As you can imagine, there are lots of thing that can go wrong with central lines so we try to avoid put them lines into patients unless it’s absolutely necessary. Because not many patients have them, junior doctors like me don’t get to put them in very often. So when Dr Fletcher, our consultant, asked us which one of us wanted to put the central line into James, I jumped up and down with my hand in the air and shouted, “Pick Me! Pick Me! Pick Me!”
So I got to do a central line… on a H.I.V. positive drug addict with who was having rigors. My mother always used to say that you should be careful what you wish for.
I haven’t put in a central line for several months so, after I’d explained the risks and benefits to James and he’d agreed to let me do it, I asked one of the anaesthetists to help me do it an a master-and-apprentice fashion.
Now, I’m no psychic, but I reckon that if there was a mind-reader watching me put a the central line into James’ neck, he or she would have possibly overheard something along the lines of this:
Me: OK, I’ve got to absolutely spot on with this. This guy is covered with sweat and he keeps shaking, I can so see this going horribly wrong if I make the slightest error. Slow and steady is the way forward.
James: I feel like shit. It’s like my whole body’s on fire. I want to puke but this doctor won’t let me. He’s a nice enough bloke, but I just wish he’d get on with it so that nurse can give me my medicine and I can start feeling better.
Me: So, I’ve got my gown, mask and sterile gloves on, I’ve got my sterile field set, all the equipment is ready, I’ve cleaned his neck with iodine, OK I’m ready to go.
James: I’m so going to spew if this guy doesn’t stop playing with that machine and start doing something and why does he have that stupid looking gown on? I know I've got H.I.V. but surely this is a bit O.T.T. - he looks like someone from a bad sci-fi film.
Me: The local anaesthetic’s in now. I’ve got the ultrasound machine ready so I can see the needle-tip, it’s time for the big needle
James: Whoa! What the hell is that!?! He wasn’t kidding when he said it was a big needle that’s the biggest needle I’ve ever seen in my life! And I’ve seen a hell of a lot of needles!
Me (out loud): “OK Sir, now it’s REALLY important that you keep REALLY still for this bit.”
James: Too right I’m keeping really still. That thing is like an offensive weapon and I can see your hands shaking. The end of that needle is moving all over the place. I’m just going to close my eyes and pray.

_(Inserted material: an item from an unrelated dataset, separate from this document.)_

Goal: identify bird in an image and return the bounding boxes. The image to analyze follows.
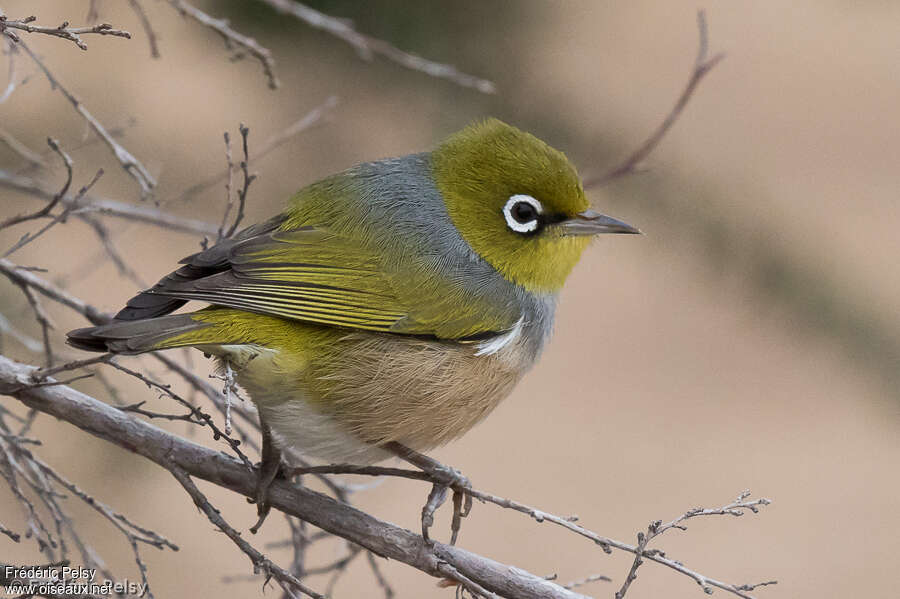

Me: OK, success, I’ve got the needle in the right place, now I’ve got to pass the guidewire down into the jugular vein.
James: …thy will be done on Earth as it is in Heaven…
Me: Slowly… slowly… OK, it’s in now I need the dilator.
James: …though I walk through the shadow of death, I shall fear no evil…
Me: That the hard bit done, now I’ll pass the actual central line over the guidewire, then all I’ll have to do is stitch it into position and it’s all done.
James: I feel sick again.
Me: All done! That was actually not too difficult and not even very messy. Well done me!